Tulungagung Diguncang OTT, Rekan Indonesia Jatim Desak Transparansi dan Reformasi Tata Kelola

 

Tulungagung, Jawa Timur – Rekan Indonesia Jawa Timur menyatakan dukungan penuh terhadap Komisi Pemberantasan Korupsi atas langkah tegas dalam Operasi Tangkap Tangan (OTT) yang dilakukan di Tulungagung pada Jumat (10/4/2026). Tindakan tersebut dinilai sebagai bukti nyata komitmen negara dalam memberantas praktik korupsi di tingkat daerah.

Berdasarkan informasi yang beredar, KPK telah mengamankan sejumlah pihak, termasuk kepala daerah.
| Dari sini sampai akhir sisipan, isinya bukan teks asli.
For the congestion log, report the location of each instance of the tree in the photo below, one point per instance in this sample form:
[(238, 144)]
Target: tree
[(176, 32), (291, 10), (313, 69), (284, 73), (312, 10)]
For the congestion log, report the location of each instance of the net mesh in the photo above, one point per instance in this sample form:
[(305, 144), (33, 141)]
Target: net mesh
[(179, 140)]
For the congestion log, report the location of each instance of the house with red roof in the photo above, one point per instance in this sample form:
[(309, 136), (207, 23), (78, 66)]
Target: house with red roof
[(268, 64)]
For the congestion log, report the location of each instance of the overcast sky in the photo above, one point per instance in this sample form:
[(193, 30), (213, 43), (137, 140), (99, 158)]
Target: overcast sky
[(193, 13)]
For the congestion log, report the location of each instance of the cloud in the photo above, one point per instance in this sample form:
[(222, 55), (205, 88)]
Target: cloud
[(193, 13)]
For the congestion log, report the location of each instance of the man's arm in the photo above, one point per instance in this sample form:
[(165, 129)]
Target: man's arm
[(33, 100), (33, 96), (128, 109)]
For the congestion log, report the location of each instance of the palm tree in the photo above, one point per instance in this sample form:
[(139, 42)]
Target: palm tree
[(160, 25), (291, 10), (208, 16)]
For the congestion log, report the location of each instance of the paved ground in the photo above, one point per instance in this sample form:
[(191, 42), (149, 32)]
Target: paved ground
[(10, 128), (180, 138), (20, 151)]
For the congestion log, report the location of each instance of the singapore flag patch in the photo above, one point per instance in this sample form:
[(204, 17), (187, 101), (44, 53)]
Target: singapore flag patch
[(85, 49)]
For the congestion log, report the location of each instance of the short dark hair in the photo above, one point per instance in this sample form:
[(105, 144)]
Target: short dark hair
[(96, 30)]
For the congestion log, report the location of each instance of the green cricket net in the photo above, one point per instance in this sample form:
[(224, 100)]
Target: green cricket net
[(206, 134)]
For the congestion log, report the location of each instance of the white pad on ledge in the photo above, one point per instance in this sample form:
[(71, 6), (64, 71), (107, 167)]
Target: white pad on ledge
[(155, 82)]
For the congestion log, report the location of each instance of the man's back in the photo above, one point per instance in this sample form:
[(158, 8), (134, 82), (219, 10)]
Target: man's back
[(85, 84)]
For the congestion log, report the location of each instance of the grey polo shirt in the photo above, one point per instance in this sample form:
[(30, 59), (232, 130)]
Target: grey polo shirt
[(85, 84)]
Hingga saat ini, lembaga antirasuah tersebut masih mendalami konstruksi perkara dan akan menetapkan status hukum para pihak dalam waktu 1×24 jam sesuai prosedur yang berlaku.

Ketua KPW Rekan Indonesia Jawa Timur, Bagus Romadon, menegaskan bahwa OTT ini harus menjadi momentum penting untuk membersihkan birokrasi dari praktik korupsi yang merugikan masyarakat.

“Kami mendukung penuh KPK RI. OTT di Tulungagung harus menjadi titik balik menuju pemerintahan yang bersih dan berintegritas. Tidak boleh ada kompromi terhadap praktik korupsi,” tegasnya.

Menurut Bagus, korupsi tidak hanya merugikan keuangan negara, tetapi juga menghambat pemenuhan hak-hak dasar masyarakat, khususnya di sektor kesehatan. Ia menilai bahwa pemimpin daerah seharusnya memprioritaskan kesejahteraan rakyat, bukan terjerat dalam praktik penyalahgunaan wewenang.

“Kesehatan bukan sekadar program pemerintah, melainkan hak konstitusional rakyat yang wajib dipenuhi oleh negara. Setiap bentuk korupsi berpotensi merampas hak masyarakat, terutama kalangan miskin,” ujarnya.

Lebih lanjut, Rekan Indonesia Jawa Timur menilai bahwa lemahnya komitmen dalam pelayanan publik, khususnya di bidang kesehatan, dapat menjadi indikator buruknya tata kelola pemerintahan. Oleh karena itu, pihaknya mendesak langkah-langkah konkret sebagai berikut:

 

1. Mendukung penegakan hukum oleh KPK secara transparan, profesional, dan tuntas.

2. Mendorong evaluasi menyeluruh terhadap tata kelola pemerintahan daerah.

3. Memastikan kebijakan publik berpihak pada kepentingan rakyat, terutama akses layanan kesehatan bagi masyarakat miskin.

4. Menguatkan integritas dan akuntabilitas penyelenggara pemerintahan di semua sektor.

Bagus Romadon menegaskan bahwa Rekan Indonesia Jawa Timur akan terus mengawal proses hukum dan kebijakan publik demi memastikan terwujudnya pemerintahan yang bersih dan berkeadilan.

 

“Kami akan berdiri di garis depan untuk memastikan negara benar-benar hadir bagi rakyat. Hak kesehatan masyarakat tidak boleh diabaikan dalam kondisi apa pun,” pungkasnya.